# Auto Chinon 50mm 1.7 vs. Super Takumar 55mm 1.8?



## texasrexbobcat (Aug 29, 2010)

Okay so I've decided to delve into the world of adapting older, manual lenses onto a Canon EOS body.

My question is; which of these lenses is better? On eBay they're both about the same price. The only differences in specifications is that the Chinon is a 50mm f/1.7 and the Takumar is a 55mm f/1.8.

Which has better image quality?
I'm leaning more towards the Takumar but I'm not sure.


----------



## Derrel (Aug 29, 2010)

I'd rather have a Takumar that has the A-M stop-down switch on it than an off-brand like the Chinon. What is the stop-down pin system on the back of the lens like on the Chinon? Is it the old-style, simple "pencil-lead" pin, or is the bigger, bulkier lever-style lens diaphragm actuator?

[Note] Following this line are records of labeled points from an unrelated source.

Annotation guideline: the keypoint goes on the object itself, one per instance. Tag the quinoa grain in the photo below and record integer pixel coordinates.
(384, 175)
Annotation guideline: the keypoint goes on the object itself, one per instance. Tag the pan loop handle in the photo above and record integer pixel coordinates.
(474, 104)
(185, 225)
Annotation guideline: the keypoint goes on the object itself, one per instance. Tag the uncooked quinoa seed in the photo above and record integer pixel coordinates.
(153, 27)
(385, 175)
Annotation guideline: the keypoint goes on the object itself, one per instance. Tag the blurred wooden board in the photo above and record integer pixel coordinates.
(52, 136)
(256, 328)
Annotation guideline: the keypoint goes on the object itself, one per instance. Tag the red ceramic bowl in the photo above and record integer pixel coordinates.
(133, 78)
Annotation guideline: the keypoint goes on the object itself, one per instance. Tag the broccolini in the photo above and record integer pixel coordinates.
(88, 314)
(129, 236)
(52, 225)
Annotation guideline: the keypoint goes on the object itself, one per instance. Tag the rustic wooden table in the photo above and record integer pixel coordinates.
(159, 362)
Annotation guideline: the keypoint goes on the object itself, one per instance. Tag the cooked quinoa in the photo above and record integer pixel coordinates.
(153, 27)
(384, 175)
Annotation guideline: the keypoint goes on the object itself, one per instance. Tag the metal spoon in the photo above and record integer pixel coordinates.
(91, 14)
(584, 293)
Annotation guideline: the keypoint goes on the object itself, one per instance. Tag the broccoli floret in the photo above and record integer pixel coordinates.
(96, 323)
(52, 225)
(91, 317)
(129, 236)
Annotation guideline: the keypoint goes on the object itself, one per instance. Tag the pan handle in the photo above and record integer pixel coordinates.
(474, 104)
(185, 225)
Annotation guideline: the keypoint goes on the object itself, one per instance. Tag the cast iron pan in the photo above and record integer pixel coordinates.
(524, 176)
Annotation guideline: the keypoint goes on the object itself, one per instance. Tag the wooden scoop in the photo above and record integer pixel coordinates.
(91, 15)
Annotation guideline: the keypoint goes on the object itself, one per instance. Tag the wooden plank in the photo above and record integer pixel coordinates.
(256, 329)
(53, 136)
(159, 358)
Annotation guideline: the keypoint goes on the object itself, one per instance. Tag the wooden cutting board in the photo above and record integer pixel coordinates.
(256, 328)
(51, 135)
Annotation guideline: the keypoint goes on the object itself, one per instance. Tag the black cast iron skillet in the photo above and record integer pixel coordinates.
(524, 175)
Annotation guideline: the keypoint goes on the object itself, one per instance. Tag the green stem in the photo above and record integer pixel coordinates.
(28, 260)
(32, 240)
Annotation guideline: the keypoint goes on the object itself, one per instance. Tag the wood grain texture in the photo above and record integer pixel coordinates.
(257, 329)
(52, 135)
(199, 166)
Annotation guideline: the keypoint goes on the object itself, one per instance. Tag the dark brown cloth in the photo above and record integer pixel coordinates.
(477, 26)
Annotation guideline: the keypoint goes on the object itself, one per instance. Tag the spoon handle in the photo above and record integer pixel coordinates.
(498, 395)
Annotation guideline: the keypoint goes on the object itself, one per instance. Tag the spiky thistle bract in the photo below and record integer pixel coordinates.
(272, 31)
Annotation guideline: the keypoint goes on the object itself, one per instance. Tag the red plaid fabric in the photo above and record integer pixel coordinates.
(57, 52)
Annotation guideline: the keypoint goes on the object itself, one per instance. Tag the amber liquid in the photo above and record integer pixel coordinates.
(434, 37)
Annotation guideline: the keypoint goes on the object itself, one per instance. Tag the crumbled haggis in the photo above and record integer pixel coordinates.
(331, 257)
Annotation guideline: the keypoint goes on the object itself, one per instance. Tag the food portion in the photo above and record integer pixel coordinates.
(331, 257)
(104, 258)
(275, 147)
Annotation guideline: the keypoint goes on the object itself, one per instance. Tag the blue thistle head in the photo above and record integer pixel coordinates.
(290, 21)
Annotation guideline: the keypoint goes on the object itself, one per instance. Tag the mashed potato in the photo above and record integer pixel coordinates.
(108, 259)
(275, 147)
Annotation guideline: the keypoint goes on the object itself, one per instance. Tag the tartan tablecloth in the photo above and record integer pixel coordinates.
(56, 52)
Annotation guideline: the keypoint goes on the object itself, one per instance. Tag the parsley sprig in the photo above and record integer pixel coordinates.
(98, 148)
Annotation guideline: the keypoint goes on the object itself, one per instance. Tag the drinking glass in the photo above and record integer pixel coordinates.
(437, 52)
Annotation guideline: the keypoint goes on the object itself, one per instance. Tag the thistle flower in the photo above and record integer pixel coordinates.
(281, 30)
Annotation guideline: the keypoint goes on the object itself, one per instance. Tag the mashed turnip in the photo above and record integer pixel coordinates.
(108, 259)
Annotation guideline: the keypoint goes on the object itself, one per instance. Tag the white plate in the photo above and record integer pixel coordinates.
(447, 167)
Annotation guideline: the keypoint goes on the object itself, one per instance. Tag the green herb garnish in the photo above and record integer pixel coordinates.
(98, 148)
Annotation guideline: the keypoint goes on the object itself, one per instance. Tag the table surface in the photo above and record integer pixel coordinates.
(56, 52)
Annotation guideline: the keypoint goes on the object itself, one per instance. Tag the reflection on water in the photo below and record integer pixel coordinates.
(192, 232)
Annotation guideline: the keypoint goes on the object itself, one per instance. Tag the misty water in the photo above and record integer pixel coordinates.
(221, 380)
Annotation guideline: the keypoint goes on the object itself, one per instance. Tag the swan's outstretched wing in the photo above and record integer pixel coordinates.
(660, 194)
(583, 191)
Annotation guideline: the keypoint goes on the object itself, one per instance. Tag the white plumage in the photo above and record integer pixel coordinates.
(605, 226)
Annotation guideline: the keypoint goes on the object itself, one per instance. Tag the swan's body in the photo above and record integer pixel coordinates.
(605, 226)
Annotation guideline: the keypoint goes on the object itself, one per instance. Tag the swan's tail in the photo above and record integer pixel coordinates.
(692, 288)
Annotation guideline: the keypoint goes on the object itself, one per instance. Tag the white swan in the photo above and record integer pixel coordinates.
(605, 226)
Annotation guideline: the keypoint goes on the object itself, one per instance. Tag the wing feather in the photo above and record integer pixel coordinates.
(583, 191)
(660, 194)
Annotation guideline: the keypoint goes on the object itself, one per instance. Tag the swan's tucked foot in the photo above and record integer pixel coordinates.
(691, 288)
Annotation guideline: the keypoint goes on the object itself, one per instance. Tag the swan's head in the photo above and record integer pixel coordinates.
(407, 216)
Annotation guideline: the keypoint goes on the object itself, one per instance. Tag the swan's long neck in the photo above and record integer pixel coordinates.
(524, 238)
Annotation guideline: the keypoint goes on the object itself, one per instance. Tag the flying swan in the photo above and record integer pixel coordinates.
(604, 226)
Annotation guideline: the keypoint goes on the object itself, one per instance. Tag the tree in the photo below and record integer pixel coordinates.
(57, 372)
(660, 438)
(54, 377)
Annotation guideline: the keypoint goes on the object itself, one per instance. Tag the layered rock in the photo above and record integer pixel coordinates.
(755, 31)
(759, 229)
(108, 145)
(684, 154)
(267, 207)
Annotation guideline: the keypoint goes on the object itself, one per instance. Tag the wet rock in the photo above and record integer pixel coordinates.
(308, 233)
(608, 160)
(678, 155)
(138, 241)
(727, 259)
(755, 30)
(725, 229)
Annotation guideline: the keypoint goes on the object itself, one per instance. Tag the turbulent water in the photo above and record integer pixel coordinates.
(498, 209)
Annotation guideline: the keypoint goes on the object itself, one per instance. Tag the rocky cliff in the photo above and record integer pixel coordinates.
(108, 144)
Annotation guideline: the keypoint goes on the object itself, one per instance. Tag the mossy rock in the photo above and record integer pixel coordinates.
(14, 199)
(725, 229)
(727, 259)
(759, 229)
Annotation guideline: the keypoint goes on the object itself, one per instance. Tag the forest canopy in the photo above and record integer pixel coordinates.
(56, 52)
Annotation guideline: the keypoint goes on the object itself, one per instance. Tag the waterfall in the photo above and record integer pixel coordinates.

I'm not 100% sure on how most adapters can handle the larger, square-style stop-down actuator that some of the later M42 cameras adopted; it's been a long, ling time since the early 1970's, but I seem to recall that some of the later companies like Fujica and GAF and Chinon had some cameras that used the newer-style, square-ish stop-down actuation systems on the back of their M42 lenses...and I'm not sure how those might or might not interfere with the EOS-to-M42 lens adapter you have.

Maybe Compur or Mitica will see your post and be able to chip in....those guys know a boatload about older 35mm collectiblre lenses and cameras.


----------



## usayit (Aug 29, 2010)

I collect Takumar's so I am biased.

There are several versions of the Takumar.  For the latest Takumars with more modern coatings, make sure it indicates "SMC" or "Super-Multi-Coated" in the front ring.

As far as I know, all Takumars can be stopped down via a switch.   For other M42 lenses, this is not the case (I have a sigma that I can't stop down).   If the Chinon is a K-mount version, there is no need to worry as they are stopped down when unmounted.


----------